A stack follows LIFO (Last In, First Out): the last item pushed is the first one popped. Think of a stack of plates - you can only add or remove from the top.

Python lists work perfectly as stacks:

stack = []
stack.append("first")
stack.append("second")
stack.append("third")

top = stack.pop()   # "third"
print(top)

Both .append() and .pop() are $O(1)$. The call stack in your program is literally this: when you call a function, its frame is pushed; when it returns, it is popped. Recursive functions can overflow the stack if they go too deep.

Queues

A queue follows FIFO (First In, First Out): the first item enqueued is the first one dequeued. Think of a line at a coffee shop.

Do not use a plain list as a queue. Removing from the front (list.pop(0)) is $O(n)$ because every element shifts. Use collections.deque instead:

from collections import deque

queue = deque()
queue.append("first")
queue.append("second")
queue.append("third")

front = queue.popleft()   # O(1) - "first"
print(front)

deque supports $O(1)$ appends and pops from both ends, making it a double-ended queue (deque). You can use it as a stack, a queue, or slide a window across data efficiently.

Priority Queues and heapq

Sometimes the “first out” item should be the one with the highest priority, not the one that arrived earliest. That is a priority queue, and Python provides it through heapq, which implements a min-heap.

In a min-heap, the smallest element is always at the top. heapq.heappush and heapq.heappop both run in $O(\log n)$.

import heapq

tasks = []
heapq.heappush(tasks, (3, "low priority task"))
heapq.heappush(tasks, (1, "urgent task"))
heapq.heappush(tasks, (2, "normal task"))

priority, task = heapq.heappop(tasks)
print(task)   # "urgent task" - lowest number = highest priority

Use priority queues for task scheduling, Dijkstra’s shortest path, and anywhere you need the “smallest” or “most important” item quickly.

Useful Collections

Two more tools from the collections module are worth knowing:

from collections import defaultdict, Counter

# defaultdict: never raises KeyError for missing keys
word_lists = defaultdict(list)
word_lists["fruits"].append("apple")   # no need to initialise the list first

# Counter: count occurrences in one line
text = "mississippi"
counts = Counter(text)
print(counts.most_common(2))   # [('s', 4), ('i', 4)]

Examples

Balanced Parentheses Checker

This classic problem uses a stack: push every opening bracket, and pop when you see a closing bracket. If the popped bracket does not match, the string is invalid.

def is_balanced(s: str) -> bool:
    stack = []
    pairs = {")": "(", "]": "[", "}": "{"}

    for char in s:
        if char in "([{":
            stack.append(char)
        elif char in ")]}":
            if not stack or stack[-1] != pairs[char]:
                return False
            stack.pop()

    return len(stack) == 0

print(is_balanced("({[]})"))   # True
print(is_balanced("({[})"))    # False

BFS Using a Queue

Breadth-first search explores a graph level by level.
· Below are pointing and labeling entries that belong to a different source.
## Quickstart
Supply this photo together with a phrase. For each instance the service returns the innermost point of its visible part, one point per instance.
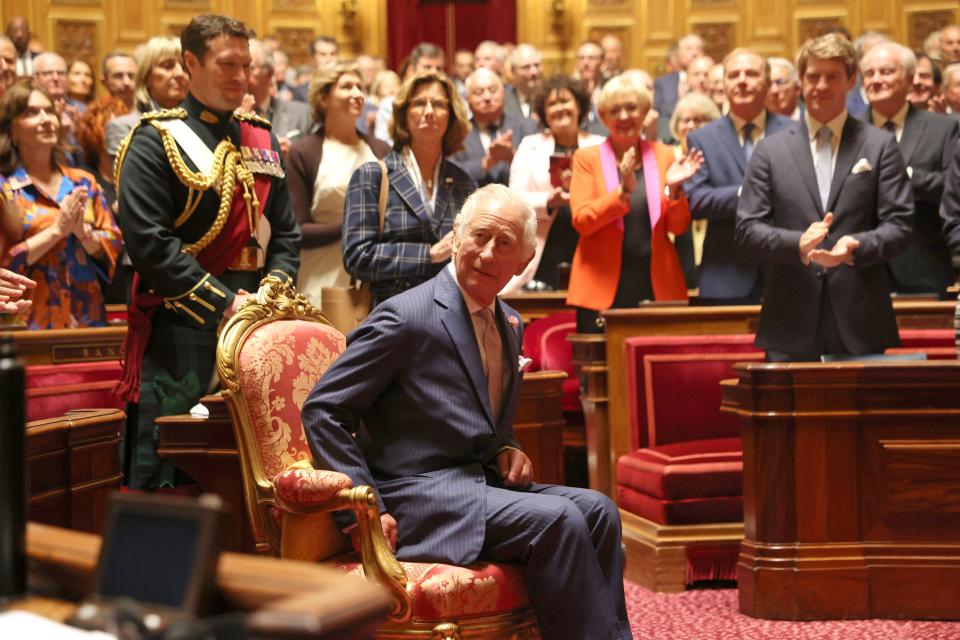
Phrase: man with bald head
(727, 275)
(612, 55)
(926, 142)
(288, 119)
(18, 30)
(118, 76)
(672, 86)
(489, 55)
(950, 44)
(495, 134)
(526, 61)
(421, 405)
(50, 72)
(783, 97)
(8, 63)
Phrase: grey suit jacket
(926, 143)
(287, 116)
(780, 200)
(118, 128)
(471, 157)
(411, 385)
(725, 271)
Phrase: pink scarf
(651, 176)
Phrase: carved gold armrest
(379, 563)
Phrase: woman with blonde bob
(161, 83)
(693, 111)
(425, 192)
(625, 195)
(319, 167)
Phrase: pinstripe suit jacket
(411, 385)
(399, 258)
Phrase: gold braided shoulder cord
(227, 167)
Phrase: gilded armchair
(269, 356)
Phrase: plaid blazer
(399, 258)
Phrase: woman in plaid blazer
(425, 192)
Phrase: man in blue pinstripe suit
(430, 384)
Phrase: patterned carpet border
(712, 614)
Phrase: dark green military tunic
(179, 363)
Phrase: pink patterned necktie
(493, 349)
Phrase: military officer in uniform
(205, 214)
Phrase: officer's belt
(195, 148)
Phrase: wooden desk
(535, 305)
(285, 598)
(59, 346)
(851, 489)
(74, 466)
(206, 448)
(689, 320)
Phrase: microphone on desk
(13, 475)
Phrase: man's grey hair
(690, 37)
(908, 61)
(266, 55)
(506, 198)
(950, 70)
(783, 63)
(868, 37)
(521, 50)
(477, 74)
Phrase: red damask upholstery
(937, 344)
(545, 343)
(684, 483)
(279, 364)
(445, 592)
(53, 390)
(687, 466)
(270, 356)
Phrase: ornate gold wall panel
(90, 28)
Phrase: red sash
(214, 258)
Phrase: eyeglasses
(437, 104)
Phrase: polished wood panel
(284, 598)
(74, 465)
(648, 27)
(691, 320)
(851, 489)
(206, 449)
(60, 346)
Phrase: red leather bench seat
(687, 462)
(545, 343)
(53, 390)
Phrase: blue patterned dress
(69, 292)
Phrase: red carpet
(711, 614)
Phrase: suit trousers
(568, 542)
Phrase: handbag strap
(384, 187)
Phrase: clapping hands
(841, 253)
(12, 287)
(684, 169)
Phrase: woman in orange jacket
(625, 195)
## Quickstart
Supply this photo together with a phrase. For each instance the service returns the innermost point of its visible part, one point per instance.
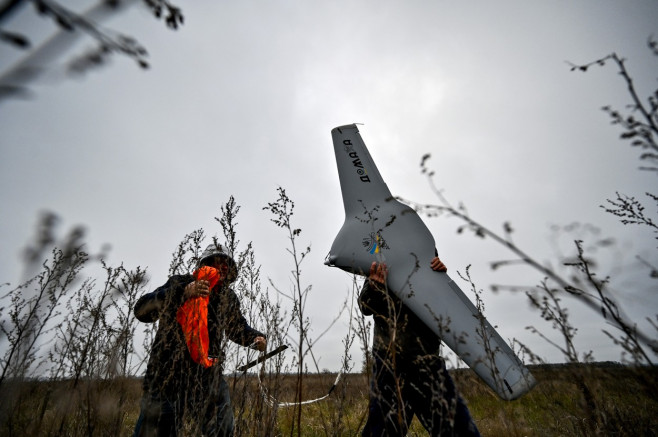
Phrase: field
(574, 400)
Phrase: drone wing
(379, 228)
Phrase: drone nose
(330, 260)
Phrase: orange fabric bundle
(193, 318)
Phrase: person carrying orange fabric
(197, 315)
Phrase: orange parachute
(193, 318)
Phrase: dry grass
(623, 401)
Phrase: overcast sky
(242, 99)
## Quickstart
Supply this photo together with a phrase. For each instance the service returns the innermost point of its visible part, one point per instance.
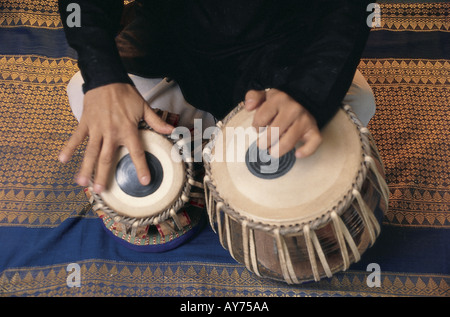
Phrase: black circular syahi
(261, 164)
(126, 176)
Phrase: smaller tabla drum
(308, 218)
(165, 213)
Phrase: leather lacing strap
(248, 244)
(313, 246)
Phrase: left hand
(276, 109)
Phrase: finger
(137, 153)
(104, 165)
(254, 99)
(155, 121)
(265, 114)
(312, 139)
(89, 161)
(279, 125)
(74, 141)
(287, 141)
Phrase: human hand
(276, 109)
(110, 118)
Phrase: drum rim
(297, 227)
(183, 195)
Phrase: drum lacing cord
(313, 244)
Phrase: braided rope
(170, 211)
(215, 205)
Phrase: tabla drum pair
(162, 215)
(308, 218)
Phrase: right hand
(110, 119)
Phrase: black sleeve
(94, 40)
(321, 78)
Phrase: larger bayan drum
(161, 215)
(305, 219)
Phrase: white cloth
(167, 96)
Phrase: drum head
(303, 191)
(124, 193)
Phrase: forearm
(321, 77)
(93, 40)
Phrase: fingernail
(145, 180)
(82, 181)
(98, 188)
(249, 102)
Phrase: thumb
(253, 99)
(155, 122)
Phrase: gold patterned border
(420, 17)
(39, 208)
(411, 131)
(35, 189)
(413, 206)
(406, 72)
(35, 69)
(42, 14)
(110, 278)
(423, 17)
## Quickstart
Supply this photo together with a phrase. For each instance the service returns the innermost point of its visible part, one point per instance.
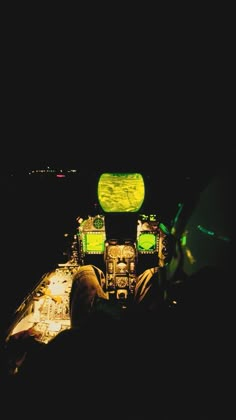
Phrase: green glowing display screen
(121, 192)
(147, 242)
(93, 242)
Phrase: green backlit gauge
(98, 223)
(147, 242)
(121, 192)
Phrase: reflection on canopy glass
(121, 192)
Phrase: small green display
(94, 242)
(147, 242)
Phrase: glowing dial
(121, 281)
(114, 251)
(98, 223)
(128, 251)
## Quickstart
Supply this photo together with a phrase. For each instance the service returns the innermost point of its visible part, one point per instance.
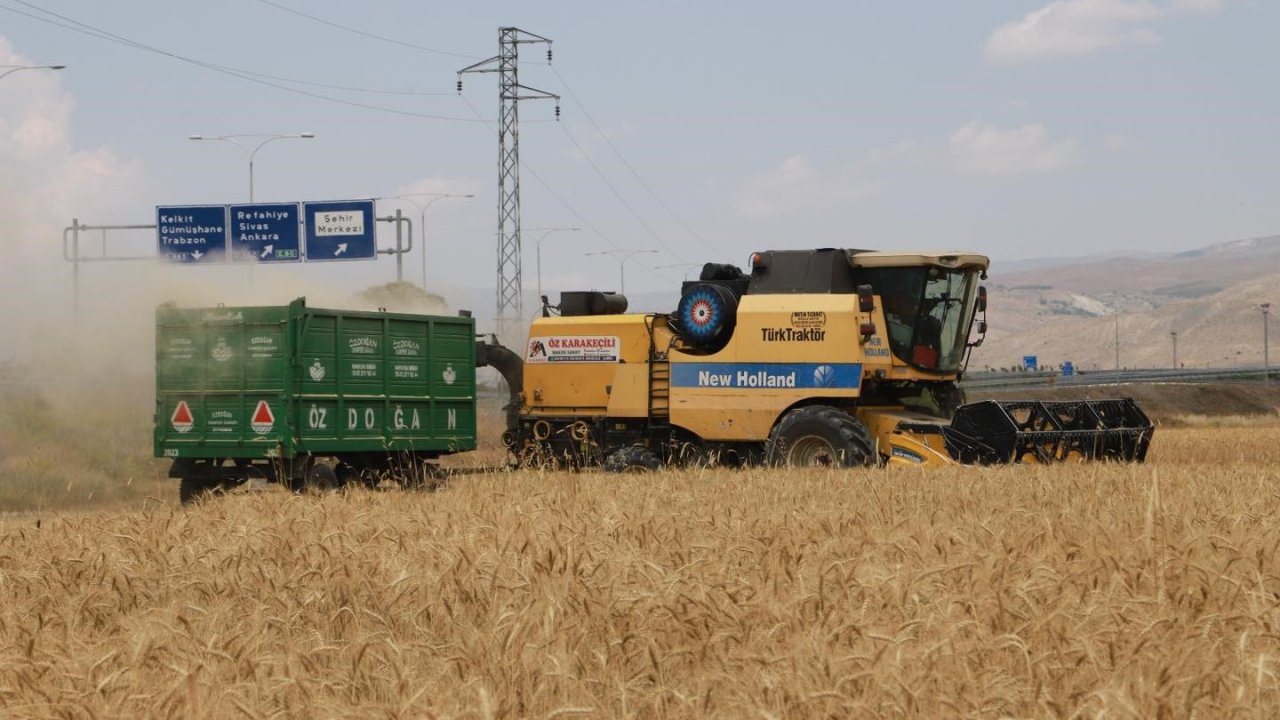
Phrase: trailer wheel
(821, 436)
(319, 478)
(632, 459)
(192, 490)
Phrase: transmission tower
(510, 94)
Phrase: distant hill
(1072, 310)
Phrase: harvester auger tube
(996, 432)
(511, 367)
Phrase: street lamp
(622, 256)
(538, 253)
(236, 140)
(686, 267)
(423, 209)
(19, 68)
(1266, 342)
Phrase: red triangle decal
(263, 419)
(182, 413)
(182, 419)
(263, 415)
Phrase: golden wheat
(1025, 592)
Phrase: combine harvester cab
(827, 356)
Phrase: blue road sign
(193, 233)
(339, 231)
(265, 232)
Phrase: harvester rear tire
(632, 459)
(821, 436)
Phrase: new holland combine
(840, 358)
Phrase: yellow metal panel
(630, 396)
(777, 337)
(574, 384)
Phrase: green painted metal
(288, 381)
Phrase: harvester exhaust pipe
(511, 367)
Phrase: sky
(689, 132)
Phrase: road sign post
(339, 231)
(265, 232)
(192, 233)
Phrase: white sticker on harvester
(574, 349)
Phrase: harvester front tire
(634, 459)
(821, 436)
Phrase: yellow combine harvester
(812, 358)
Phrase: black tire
(705, 315)
(821, 436)
(319, 478)
(632, 459)
(193, 490)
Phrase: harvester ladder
(659, 383)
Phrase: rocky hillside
(1074, 310)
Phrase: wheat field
(1100, 591)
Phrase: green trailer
(310, 397)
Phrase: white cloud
(795, 185)
(429, 190)
(1077, 27)
(987, 150)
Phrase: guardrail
(995, 381)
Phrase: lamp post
(538, 251)
(236, 140)
(1118, 345)
(685, 267)
(10, 69)
(423, 209)
(622, 256)
(1266, 343)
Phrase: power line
(618, 195)
(76, 26)
(567, 206)
(627, 164)
(356, 31)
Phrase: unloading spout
(511, 367)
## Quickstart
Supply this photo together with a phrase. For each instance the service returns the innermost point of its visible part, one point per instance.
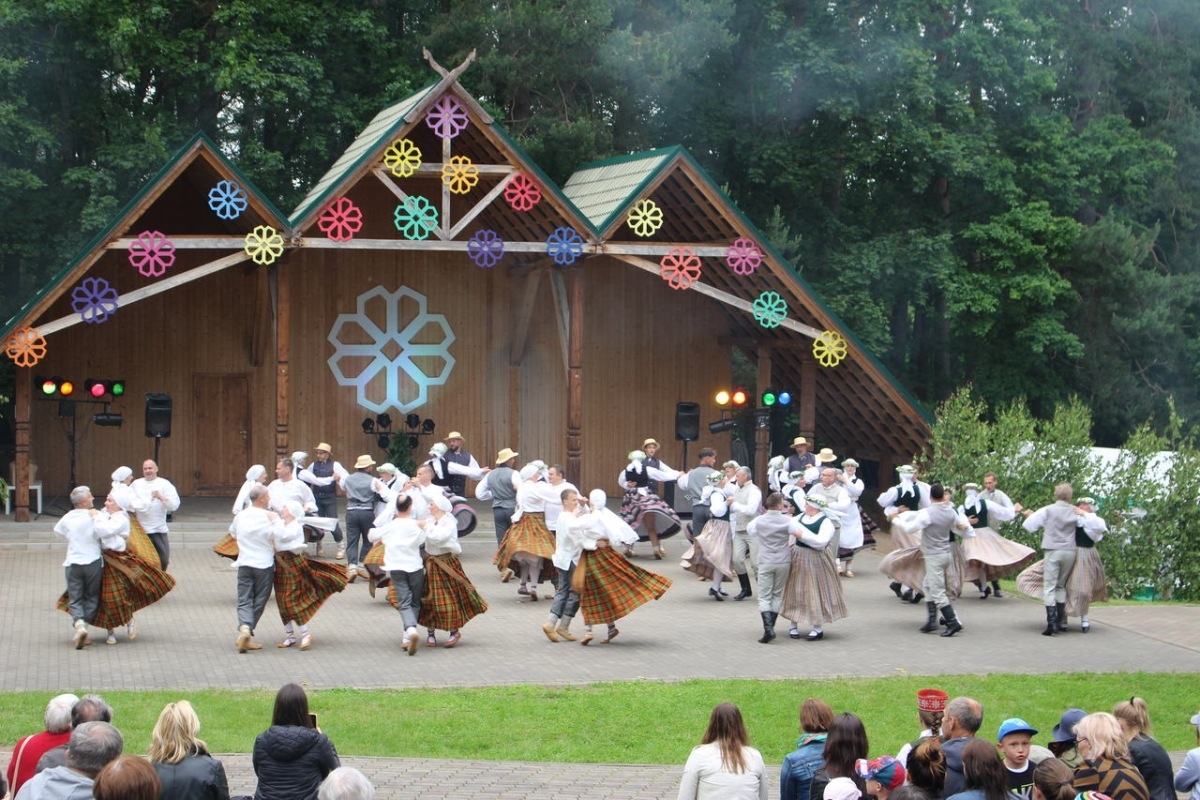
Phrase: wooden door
(222, 433)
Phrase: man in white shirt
(84, 565)
(257, 530)
(156, 498)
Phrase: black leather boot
(931, 624)
(1051, 618)
(952, 621)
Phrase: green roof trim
(120, 218)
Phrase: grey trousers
(772, 579)
(253, 590)
(1055, 570)
(409, 588)
(83, 589)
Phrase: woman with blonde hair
(1145, 752)
(1107, 767)
(181, 759)
(724, 765)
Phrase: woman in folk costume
(301, 584)
(528, 546)
(813, 595)
(712, 555)
(642, 509)
(450, 599)
(1087, 582)
(609, 585)
(132, 577)
(989, 555)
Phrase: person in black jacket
(292, 757)
(181, 759)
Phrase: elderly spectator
(93, 745)
(30, 749)
(346, 783)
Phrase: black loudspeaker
(687, 421)
(159, 416)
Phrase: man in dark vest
(325, 475)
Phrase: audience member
(724, 765)
(1107, 767)
(29, 750)
(801, 764)
(1145, 752)
(293, 756)
(91, 746)
(181, 759)
(346, 783)
(129, 777)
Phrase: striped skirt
(303, 584)
(610, 587)
(450, 599)
(813, 595)
(527, 535)
(990, 557)
(712, 552)
(636, 507)
(131, 582)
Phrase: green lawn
(640, 722)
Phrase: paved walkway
(187, 642)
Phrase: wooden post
(282, 356)
(575, 376)
(23, 400)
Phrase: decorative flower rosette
(743, 256)
(264, 245)
(769, 310)
(402, 158)
(645, 218)
(681, 268)
(564, 246)
(522, 192)
(228, 199)
(829, 349)
(151, 253)
(486, 248)
(25, 347)
(341, 220)
(415, 217)
(94, 300)
(460, 174)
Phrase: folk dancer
(402, 540)
(257, 530)
(712, 555)
(528, 546)
(325, 476)
(642, 509)
(156, 499)
(610, 587)
(131, 579)
(450, 599)
(744, 506)
(909, 494)
(84, 565)
(301, 584)
(813, 595)
(937, 525)
(501, 487)
(990, 557)
(774, 531)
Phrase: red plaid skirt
(450, 599)
(303, 584)
(610, 587)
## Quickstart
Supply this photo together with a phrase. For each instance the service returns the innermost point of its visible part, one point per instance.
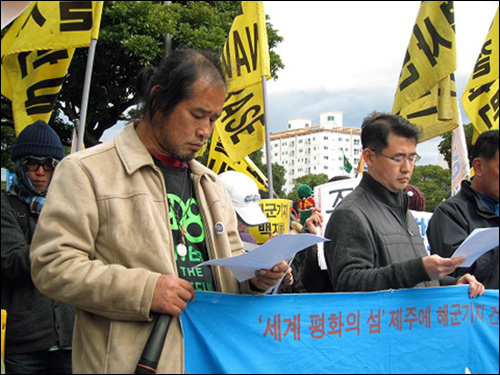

The queue guarantees that you visit all neighbours at distance 1 before distance 2.

from collections import deque

def bfs(graph: dict, start: str) -> list:
    visited = set()
    queue = deque([start])
    order = []

    while queue:
        node = queue.popleft()
        if node in visited:
            continue
        visited.add(node)
        order.append(node)
        for neighbour in graph.get(node, []):
            queue.append(neighbour)

    return order

graph = {"A": ["B", "C"], "B": ["D"], "C": ["D"], "D": []}
print(bfs(graph, "A"))   # ['A', 'B', 'C', 'D']

Choosing the Right Structure

Need Use
Random access by index list
Fast front insert/remove collections.deque
LIFO (undo, call stack) list as stack
FIFO (task queue, BFS) collections.deque
Priority-ordered retrieval heapq
Count occurrences collections.Counter
Default values for missing keys collections.defaultdict

Start with the simplest structure that fits your access pattern, and only reach for a more complex one when you have a clear reason.